Cities Are Like Women (Can’t You Find a Home in Her?)

by Charlotte E. Wilde

Barefoot in the kitch[en]

She was beautiful in the way only an American promise land can be, with a rigid alabaster facade and best-kept-secrets abound. Blessed with perfect comic timing her laugh was always right on cue, but she takes her confidences as seriously as she takes herself so don’t look too closely— a row of grinning pearly whites reveal nicotine like zebra stripes and a layer of rouge on cheeks thick enough to stain. Too much pavement not enough soul, too much honkey-tonk not enough drear and whisper; sure, she’ll suck your breath away, but you’ll find she’s stratified her affection.  And while it’s impossible not to appreciate the skyline in her smile, when I reach to touch the kitsch of her Broadway lips my mind never failed to tug me away.

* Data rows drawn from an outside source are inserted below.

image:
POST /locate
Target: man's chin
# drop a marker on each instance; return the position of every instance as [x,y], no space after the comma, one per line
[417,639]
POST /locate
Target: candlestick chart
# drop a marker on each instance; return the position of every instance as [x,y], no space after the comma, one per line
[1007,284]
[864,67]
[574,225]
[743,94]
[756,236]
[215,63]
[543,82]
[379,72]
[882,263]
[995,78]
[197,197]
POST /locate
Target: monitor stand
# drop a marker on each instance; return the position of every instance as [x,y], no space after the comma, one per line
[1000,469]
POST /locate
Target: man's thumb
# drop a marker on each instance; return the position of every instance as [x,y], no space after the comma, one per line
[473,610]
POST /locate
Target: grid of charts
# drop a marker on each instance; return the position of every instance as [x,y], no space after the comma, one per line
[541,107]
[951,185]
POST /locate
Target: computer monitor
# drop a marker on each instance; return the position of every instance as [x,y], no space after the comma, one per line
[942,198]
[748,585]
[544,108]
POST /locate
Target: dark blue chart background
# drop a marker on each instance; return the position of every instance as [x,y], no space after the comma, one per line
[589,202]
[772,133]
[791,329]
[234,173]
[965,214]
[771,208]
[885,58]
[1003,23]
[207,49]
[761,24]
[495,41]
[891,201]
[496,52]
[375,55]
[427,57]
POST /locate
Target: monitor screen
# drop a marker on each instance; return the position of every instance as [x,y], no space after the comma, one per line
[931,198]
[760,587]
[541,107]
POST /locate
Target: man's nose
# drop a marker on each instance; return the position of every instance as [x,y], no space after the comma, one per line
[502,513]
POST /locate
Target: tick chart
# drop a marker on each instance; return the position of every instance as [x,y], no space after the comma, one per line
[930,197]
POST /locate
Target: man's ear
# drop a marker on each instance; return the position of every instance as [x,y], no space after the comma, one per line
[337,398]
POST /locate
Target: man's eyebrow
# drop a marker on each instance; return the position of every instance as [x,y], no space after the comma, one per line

In an instant memory turns to the shape shifting streets of another, how they wavered from ethereally whimsical to breathtaking violence in the span of an afternoon’s walk or a busker-filled metro ride. How an open handed invitation called lovers and strangers alike to climb right down into the marrow of her bones and pop back up again with the rest of the rat-eyed-dreamers, or lose oneself in cobblestone streets, cafés, and monuments’ cliche strung rooftops. That was Paris for you, all mystery and manners with a seething soft underbelly of sin. Whereas N* here, she’s your typical southern belle: pomp and circumstance and a neon lit smile hiding anything that might be considered immediately authentic.

Still, no matter how harsh the misery we choose, it is somehow more palatable than the misery imposed upon us— a common theme amongst those who make a foreign city home or the rootless of any sort.  It’s the thrill of finding isolation in the throng of a city not our own, the pulsing surge of a crowd or ebb and flow of river that resists the shade of what we’ve known. It’s the synesthesia of streets and colors that become maps and tastes when we close our eyes, a modern mess of graffiti memories that people our solitude as we embrace the role of Baudelairian flâneur, buoy-less, a mind tethered only to the unknown.

So I walk her streets, memorize her curves and little sighs that indicate a path right or wrong and yeah, she’s beautiful, but presentation’s never been a ruse intended to reveal childhoods spent chasing fireflies barefoot in the grass. No, N doesn’t take kindly to strangers— she’s all “bless your heart,” but inside I know she’s gnashing her teeth as she kneads her biscuits. Her paste jewels and gritty glamour offer no harbor in a storm. But blonde tresses curling just-so call to fingers, and promises of morning-after intimacy keep flickering hope alive… so here I remain, touching her but thinking of you.

I certainly can’t judge anyone’s manner of attempted intimacy or accrued affection, but you know what they say: behind every beautiful face is someone who’s sick of putting up with their shit. This sort of self-fulfilling prophecy has always been my downfall; cities are like women and, as for me me, well, I’ll always have Paris.

It’s only ever been you.

*Name changed to protect the guilty.